La confiance des financiers allemands dans l’économie baisse de nouveau nettement en juillet après s’être stabilisée en juin d’après l’enquête ZEW. Les anticipations sur les perspectives économiques sont négatives depuis mai et reviennent à leur niveau de décembre. Si cette enquête n’est pas un très bon indicateur du niveau de croissance, c’est un bon indicateur de changement de tendance. La poursuite de sa baisse en juillet suggère donc que la conjoncture continue de s’affaiblir au début de l’été après le rebond du 2ème trimestre.
Fig. 5 France : La confiance des entreprises se replie début juillet dans l’ensemble des secteurs
L’enquête de la Banque de France auprès des entreprises confirme la baisse de la confiance fin juin-début juillet dans l’ensemble des secteurs, même si cette baisse est bien plus limitée que ne le suggèrent le PMI (tombé à un plus bas depuis plus de 2 ans en juin à 47,2). En fait, les entreprises indiquent une légère hausse de l’activité en juin, ce qui pousse la Banque de France à anticiper une croissance de 0,1% sur le deuxième trimestre après 0,2% au T1. Mais les indicateurs avancés sont moins bien orientés : les stocks restent trop élevés alors que les carnets de commandes sont repassés sous leur niveau moyen et que la trésorerie des entreprises est faible dans l’industrie comme dans les services.
Fig. 6 France : Les entreprises indiquent une normalisation des hausses de prix également dans l’ensemble des secteurs.
Il y a aussi de bonnes nouvelles dans l’enquête de la Banque de France. D’abord, les entreprises anticipent toujours que l’emploi va résister, malgré les faibles perspectives d’activité. Cela réduit le risque de récession dans les prochains mois. Et surtout, les entreprises indiquent que le rythme des hausses de prix de vente est enfin revenu à son niveau pré-Covid dans tous les secteurs, même dans le secteur des services.
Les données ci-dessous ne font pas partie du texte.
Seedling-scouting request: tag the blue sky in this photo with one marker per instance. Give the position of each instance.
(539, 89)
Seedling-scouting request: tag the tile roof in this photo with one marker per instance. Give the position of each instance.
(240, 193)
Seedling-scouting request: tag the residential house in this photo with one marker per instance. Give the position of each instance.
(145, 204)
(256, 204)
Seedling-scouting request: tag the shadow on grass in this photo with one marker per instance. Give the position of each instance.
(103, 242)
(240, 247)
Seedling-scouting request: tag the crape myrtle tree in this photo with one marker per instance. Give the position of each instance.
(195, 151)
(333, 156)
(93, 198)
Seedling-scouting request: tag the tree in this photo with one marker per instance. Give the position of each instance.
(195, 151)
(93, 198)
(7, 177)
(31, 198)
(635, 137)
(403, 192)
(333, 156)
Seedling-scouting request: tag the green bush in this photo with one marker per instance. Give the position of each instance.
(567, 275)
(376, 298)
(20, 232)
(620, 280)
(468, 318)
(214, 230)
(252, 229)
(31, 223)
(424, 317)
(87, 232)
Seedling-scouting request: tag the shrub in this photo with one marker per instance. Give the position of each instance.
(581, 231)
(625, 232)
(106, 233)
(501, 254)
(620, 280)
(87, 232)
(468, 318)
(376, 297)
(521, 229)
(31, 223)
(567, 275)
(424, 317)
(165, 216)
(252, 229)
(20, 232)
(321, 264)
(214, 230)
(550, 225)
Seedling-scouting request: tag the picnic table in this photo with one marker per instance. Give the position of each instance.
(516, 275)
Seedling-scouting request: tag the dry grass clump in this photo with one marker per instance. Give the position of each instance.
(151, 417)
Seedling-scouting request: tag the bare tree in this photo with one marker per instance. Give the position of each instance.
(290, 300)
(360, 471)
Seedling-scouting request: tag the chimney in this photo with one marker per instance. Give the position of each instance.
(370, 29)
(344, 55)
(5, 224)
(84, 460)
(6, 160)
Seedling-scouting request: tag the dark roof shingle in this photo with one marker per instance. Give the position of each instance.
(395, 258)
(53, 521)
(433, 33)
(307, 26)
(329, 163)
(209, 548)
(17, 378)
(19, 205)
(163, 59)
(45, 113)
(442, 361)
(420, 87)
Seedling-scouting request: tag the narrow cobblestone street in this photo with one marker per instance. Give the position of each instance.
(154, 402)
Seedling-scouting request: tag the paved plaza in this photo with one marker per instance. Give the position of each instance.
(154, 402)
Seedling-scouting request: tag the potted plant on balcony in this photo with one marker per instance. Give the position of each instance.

C’est rassurant pour les perspectives d’inflation car cela suggère que le resserrement monétaire, s’il contraint la croissance, permet bien de réduire les pressions inflationnistes en France.
Fig. 7 Etats-Unis : Les PME américaines confirment
Côté américain, l’enquête auprès des PME (NFIB) suggère que le marché du travail se rééquilibre et les pressions inflationnistes refluent, mais seulement très lentement pour l’instant. Le marché de l’emploi se détend graduellement depuis mi-2022 même s’il reste bien plus tendu qu’avant le Covid, ce qui est en ligne avec les données officielles publiées la semaine dernière. La part des entreprises augmentant les salaires est bien moins élevée qu’il y a un an mais reste plus élevée qu’avant le Covid. Concernant les prix, la part des entreprises augmentant leur prix repasse en juin sous les 30% pour la première fois depuis début 2021, mais la part des entreprises anticipant des hausses de prix dans les trois prochains mois repasse au-dessus de 30% pour la première fois depuis le début de l’année. Au total, la Fed devrait être rassurée sur le fait que la désinflation semble bien enclenchée mais elle devrait rester vigilante car les pressions inflationnistes sont encore loin d’être revenues en ligne avec sa cible.